Unitree G1 - Phase 1: Baseline Locomotion (Frozen Arms)
This checkpoint represents a trained policy for the Unitree G1 humanoid robot, focusing on stable bipedal locomotion with frozen arms.
Model Description
This is a PPO-trained locomotion policy for the Unitree G1 29-DOF humanoid robot, trained in NVIDIA Isaac Gym. Phase 1 focuses on establishing baseline walking behavior with arms held in a fixed position, allowing the legs and torso to learn stable locomotion patterns.
Training Framework: Isaac Gym (GPU-accelerated physics simulation) Algorithm: Proximal Policy Optimization (PPO) Robot: Unitree G1 (29 DOF humanoid) Policy Type: Actor-Critic with continuous actions
Training Details
Configuration
- DOF: 29 (12 legs + 3 waist + 14 arms)
- Active DOF: 15 (legs + waist only, arms frozen)

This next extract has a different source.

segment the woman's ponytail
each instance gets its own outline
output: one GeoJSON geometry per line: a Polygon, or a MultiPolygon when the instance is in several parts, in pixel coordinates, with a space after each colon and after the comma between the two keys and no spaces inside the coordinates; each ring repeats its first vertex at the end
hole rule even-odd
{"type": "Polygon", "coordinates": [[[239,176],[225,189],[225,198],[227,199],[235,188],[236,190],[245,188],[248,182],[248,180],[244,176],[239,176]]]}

- Parallel Environments: 4096
- Training Device: NVIDIA GeForce RTX 4080 SUPER
- Total Iterations: 5,000
- Training Time: ~1.2 hours
- Training Speed: 4,253 iterations/hour (~89,000-94,000 steps/second)
Training Command
python train_rl.py task=g1_curriculum_phase1 headless=true
Hyperparameters
- Learning Rate: Default PPO settings
- Batch Size: 4096 environments
- Horizon Length: 24 steps
- Discount Factor (gamma): 0.99
- GAE Lambda: 0.95
Reward Design
- Alive Reward: 5.0 (primary focus on survival and stability)
- Arm Tracking: 0.0 (arms frozen in default position)
- Base Height: Maintains upright posture
- Orientation: Penalizes tilting
- Linear Velocity Tracking: Encourages forward motion
Performance Metrics
| Metric | Value |
|---|---|
| Mean Reward | 69.46 |
| Episode Length | 836.7 steps (83% of max) |
| Alive Reward | 3.9894 |
| Noise Std | 3.78 |
| Checkpoint Iteration | 5000 |
Training Progress
- Initial mean reward: ~0.0 (random policy)
- Final mean reward: ~69.46 (steady improvement)
- Episode lengths reached near-maximum (1000 steps)
- Training converged smoothly without reward collapse
Validation
✅ Isaac Gym Playback: Robot walks stably with smooth forward locomotion and frozen arms ✅ No Falls: No instability observed during policy rollout ⏳ MuJoCo Sim2Sim: Validation pending
Usage
Prerequisites
pip install torch isaacgym
Load and Run Policy
import torch
# Load checkpoint
checkpoint = torch.load("model_5000.pt")
# Extract policy network
policy = checkpoint['model'] # Adjust key based on checkpoint structure
# Use policy for inference
# (Requires Isaac Gym environment setup)
Observation Space
- Base linear velocity
- Base angular velocity
- Projected gravity
- Joint positions
- Joint velocities
- Previous actions
Action Space
- 29 continuous actions (normalized joint position targets)
- Only 15 DOF are active (legs + waist)
- Arms receive zero-gain actions (effectively frozen)
Limitations
- Arms are frozen in default position (no manipulation capability)
- Trained only for forward locomotion on flat terrain
- No arm tracking or upper-body control
- Sim-to-real transfer not yet validated
Next Steps
This checkpoint serves as the foundation for Phase 2 (Arm Awakening), where arm control is gradually introduced while maintaining locomotion stability.
Citation
If you use this model, please cite:
@misc{unitree_g1_phase1,
title={Unitree G1 Phase 1: Baseline Locomotion},
author={PathonAI},
year={2025},
howpublished={\url{https://huggingface.co/[your-username]/unitree-g1-phase1}},
}
Training Logs
- Run ID: Dec12_16-19-24_
- TensorBoard Logs: Available in training repository
- Full Training Log: See EXPERIMENTS_LOG.md in repository
License
MIT License - See repository for full license details